Spot Volatility Estimation Using Delta Sequences

We introduce a unifying class of nonparametric spot volatility estimators based on delta sequences and conceived to include many of the existing estimators in the field as special cases. The full limit theory is first derived when unevenly sampled observations under infill asymptotics and fixed time horizon are considered, and the state variable is assumed to follow a Brownian semimartingale. We then extend our class of estimators to include Poisson jumps or financial microstructure noise in the observed price process. This work makes different approaches (kernels, wavelets, Fourier) comparable. For example, we explicitly illustrate some drawbacks of the Fourier estimator. Specific delta sequences are applied to data from the S&P 500 stock index futures market.

Is volatility lognormal? Evidence from Italian futures

We study the unconditional volatility distribution of the Italian futures market, measuring it via Fourier analysis.
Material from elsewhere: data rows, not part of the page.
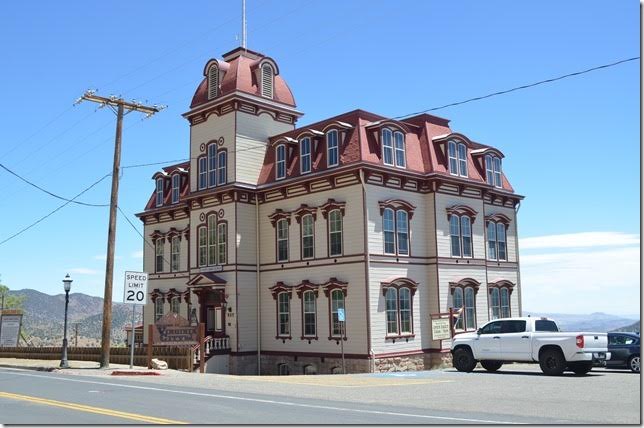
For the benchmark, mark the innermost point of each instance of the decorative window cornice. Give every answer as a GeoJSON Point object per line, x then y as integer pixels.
{"type": "Point", "coordinates": [465, 283]}
{"type": "Point", "coordinates": [334, 284]}
{"type": "Point", "coordinates": [332, 205]}
{"type": "Point", "coordinates": [460, 210]}
{"type": "Point", "coordinates": [306, 285]}
{"type": "Point", "coordinates": [278, 215]}
{"type": "Point", "coordinates": [397, 204]}
{"type": "Point", "coordinates": [399, 283]}
{"type": "Point", "coordinates": [279, 288]}
{"type": "Point", "coordinates": [498, 218]}
{"type": "Point", "coordinates": [304, 210]}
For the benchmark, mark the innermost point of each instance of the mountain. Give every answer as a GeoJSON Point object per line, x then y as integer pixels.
{"type": "Point", "coordinates": [595, 322]}
{"type": "Point", "coordinates": [43, 319]}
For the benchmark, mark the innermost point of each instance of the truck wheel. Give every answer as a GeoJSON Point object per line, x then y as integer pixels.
{"type": "Point", "coordinates": [581, 368]}
{"type": "Point", "coordinates": [634, 363]}
{"type": "Point", "coordinates": [463, 360]}
{"type": "Point", "coordinates": [491, 365]}
{"type": "Point", "coordinates": [552, 362]}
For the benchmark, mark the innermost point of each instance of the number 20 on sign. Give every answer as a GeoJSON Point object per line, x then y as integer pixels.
{"type": "Point", "coordinates": [136, 284]}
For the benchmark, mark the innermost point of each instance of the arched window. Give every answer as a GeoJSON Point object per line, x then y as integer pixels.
{"type": "Point", "coordinates": [203, 245]}
{"type": "Point", "coordinates": [283, 314]}
{"type": "Point", "coordinates": [332, 148]}
{"type": "Point", "coordinates": [280, 162]}
{"type": "Point", "coordinates": [282, 240]}
{"type": "Point", "coordinates": [309, 313]}
{"type": "Point", "coordinates": [213, 82]}
{"type": "Point", "coordinates": [267, 81]}
{"type": "Point", "coordinates": [391, 310]}
{"type": "Point", "coordinates": [387, 147]}
{"type": "Point", "coordinates": [305, 155]}
{"type": "Point", "coordinates": [159, 192]}
{"type": "Point", "coordinates": [335, 233]}
{"type": "Point", "coordinates": [307, 236]}
{"type": "Point", "coordinates": [399, 146]}
{"type": "Point", "coordinates": [221, 175]}
{"type": "Point", "coordinates": [337, 302]}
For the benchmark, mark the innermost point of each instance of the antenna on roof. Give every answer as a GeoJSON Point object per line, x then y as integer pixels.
{"type": "Point", "coordinates": [244, 24]}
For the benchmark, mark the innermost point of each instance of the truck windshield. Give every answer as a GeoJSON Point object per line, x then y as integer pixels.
{"type": "Point", "coordinates": [545, 325]}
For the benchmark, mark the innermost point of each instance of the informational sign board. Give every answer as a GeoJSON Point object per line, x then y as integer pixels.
{"type": "Point", "coordinates": [136, 285]}
{"type": "Point", "coordinates": [440, 329]}
{"type": "Point", "coordinates": [10, 329]}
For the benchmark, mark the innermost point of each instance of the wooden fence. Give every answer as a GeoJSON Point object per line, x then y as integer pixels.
{"type": "Point", "coordinates": [179, 358]}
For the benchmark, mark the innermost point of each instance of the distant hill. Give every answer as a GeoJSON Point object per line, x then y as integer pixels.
{"type": "Point", "coordinates": [44, 318]}
{"type": "Point", "coordinates": [630, 328]}
{"type": "Point", "coordinates": [595, 322]}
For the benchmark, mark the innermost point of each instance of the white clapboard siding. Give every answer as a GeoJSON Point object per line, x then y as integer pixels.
{"type": "Point", "coordinates": [442, 232]}
{"type": "Point", "coordinates": [213, 128]}
{"type": "Point", "coordinates": [355, 306]}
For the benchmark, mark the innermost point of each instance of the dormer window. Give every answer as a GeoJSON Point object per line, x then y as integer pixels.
{"type": "Point", "coordinates": [493, 170]}
{"type": "Point", "coordinates": [280, 162]}
{"type": "Point", "coordinates": [267, 81]}
{"type": "Point", "coordinates": [457, 154]}
{"type": "Point", "coordinates": [305, 155]}
{"type": "Point", "coordinates": [176, 179]}
{"type": "Point", "coordinates": [159, 192]}
{"type": "Point", "coordinates": [213, 82]}
{"type": "Point", "coordinates": [332, 148]}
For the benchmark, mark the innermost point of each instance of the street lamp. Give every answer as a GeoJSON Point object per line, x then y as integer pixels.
{"type": "Point", "coordinates": [67, 283]}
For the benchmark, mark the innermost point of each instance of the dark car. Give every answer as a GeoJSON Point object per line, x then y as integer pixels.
{"type": "Point", "coordinates": [625, 351]}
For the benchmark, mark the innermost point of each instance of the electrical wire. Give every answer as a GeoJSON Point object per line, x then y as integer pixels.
{"type": "Point", "coordinates": [54, 211]}
{"type": "Point", "coordinates": [48, 192]}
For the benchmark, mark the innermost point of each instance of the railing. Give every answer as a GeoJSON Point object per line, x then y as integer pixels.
{"type": "Point", "coordinates": [210, 344]}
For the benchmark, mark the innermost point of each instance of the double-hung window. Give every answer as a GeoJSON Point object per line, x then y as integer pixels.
{"type": "Point", "coordinates": [280, 162]}
{"type": "Point", "coordinates": [282, 240]}
{"type": "Point", "coordinates": [496, 241]}
{"type": "Point", "coordinates": [335, 233]}
{"type": "Point", "coordinates": [174, 253]}
{"type": "Point", "coordinates": [212, 165]}
{"type": "Point", "coordinates": [457, 155]}
{"type": "Point", "coordinates": [176, 180]}
{"type": "Point", "coordinates": [307, 236]}
{"type": "Point", "coordinates": [305, 155]}
{"type": "Point", "coordinates": [460, 230]}
{"type": "Point", "coordinates": [332, 148]}
{"type": "Point", "coordinates": [159, 192]}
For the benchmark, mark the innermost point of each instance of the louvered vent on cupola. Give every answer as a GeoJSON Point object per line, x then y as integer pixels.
{"type": "Point", "coordinates": [213, 82]}
{"type": "Point", "coordinates": [267, 81]}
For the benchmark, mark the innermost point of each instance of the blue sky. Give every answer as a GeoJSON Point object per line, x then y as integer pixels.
{"type": "Point", "coordinates": [572, 147]}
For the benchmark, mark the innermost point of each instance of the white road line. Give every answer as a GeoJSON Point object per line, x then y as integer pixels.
{"type": "Point", "coordinates": [260, 400]}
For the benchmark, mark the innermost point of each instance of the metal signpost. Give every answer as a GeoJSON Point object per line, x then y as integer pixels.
{"type": "Point", "coordinates": [342, 335]}
{"type": "Point", "coordinates": [136, 285]}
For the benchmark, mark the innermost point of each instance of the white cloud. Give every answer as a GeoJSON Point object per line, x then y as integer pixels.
{"type": "Point", "coordinates": [604, 280]}
{"type": "Point", "coordinates": [580, 240]}
{"type": "Point", "coordinates": [137, 254]}
{"type": "Point", "coordinates": [83, 271]}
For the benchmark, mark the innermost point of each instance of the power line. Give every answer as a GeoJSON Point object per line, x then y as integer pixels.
{"type": "Point", "coordinates": [54, 211]}
{"type": "Point", "coordinates": [530, 85]}
{"type": "Point", "coordinates": [48, 192]}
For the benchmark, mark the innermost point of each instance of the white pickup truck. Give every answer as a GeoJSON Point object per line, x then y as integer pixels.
{"type": "Point", "coordinates": [529, 340]}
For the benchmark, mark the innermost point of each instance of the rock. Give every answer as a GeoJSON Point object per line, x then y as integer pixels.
{"type": "Point", "coordinates": [159, 364]}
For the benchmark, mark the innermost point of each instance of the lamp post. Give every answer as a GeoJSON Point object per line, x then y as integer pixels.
{"type": "Point", "coordinates": [67, 282]}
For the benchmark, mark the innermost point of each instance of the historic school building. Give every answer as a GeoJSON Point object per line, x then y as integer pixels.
{"type": "Point", "coordinates": [271, 229]}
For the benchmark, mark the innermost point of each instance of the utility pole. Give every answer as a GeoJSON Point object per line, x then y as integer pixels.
{"type": "Point", "coordinates": [118, 105]}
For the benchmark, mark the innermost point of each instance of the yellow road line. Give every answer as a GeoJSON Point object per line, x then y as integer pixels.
{"type": "Point", "coordinates": [90, 409]}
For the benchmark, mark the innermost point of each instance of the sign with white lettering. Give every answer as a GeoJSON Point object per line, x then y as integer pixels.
{"type": "Point", "coordinates": [440, 329]}
{"type": "Point", "coordinates": [136, 285]}
{"type": "Point", "coordinates": [10, 329]}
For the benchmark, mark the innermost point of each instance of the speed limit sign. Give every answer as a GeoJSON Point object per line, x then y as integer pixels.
{"type": "Point", "coordinates": [136, 285]}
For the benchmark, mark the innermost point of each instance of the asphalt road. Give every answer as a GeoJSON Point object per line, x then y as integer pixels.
{"type": "Point", "coordinates": [518, 394]}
Our data set consists of all tick-by-tick transactions in 2000 and 2001, a period characterized by unusually high volatility levels in its final part, because of the dramatic events following 11 September 2001. Our results show that the standard assumption of lognormal unconditional volatility has to be rejected for such a turbulent sample, since it is unable to capture the tail behavior of the distribution; a much better description is provided by a Pareto tail.

Unexpected volatility and intraday serial correlation

We study the impact of volatility on intraday serial correlation, at time scales of less than 20 minutes, exploiting a data set with all transactions on SPX500 futures from 1993 to 2001. We show that, while realized volatility and intraday serial correlation are linked, this relation is driven by unexpected volatility only, that is by the fraction of volatility that cannot be forecasted by a linear model. The impact of predictable volatility is instead found to be negative (LeBaron effect). Our results are robust to microstructure noise, and they confirm the leading economic theories on price formation.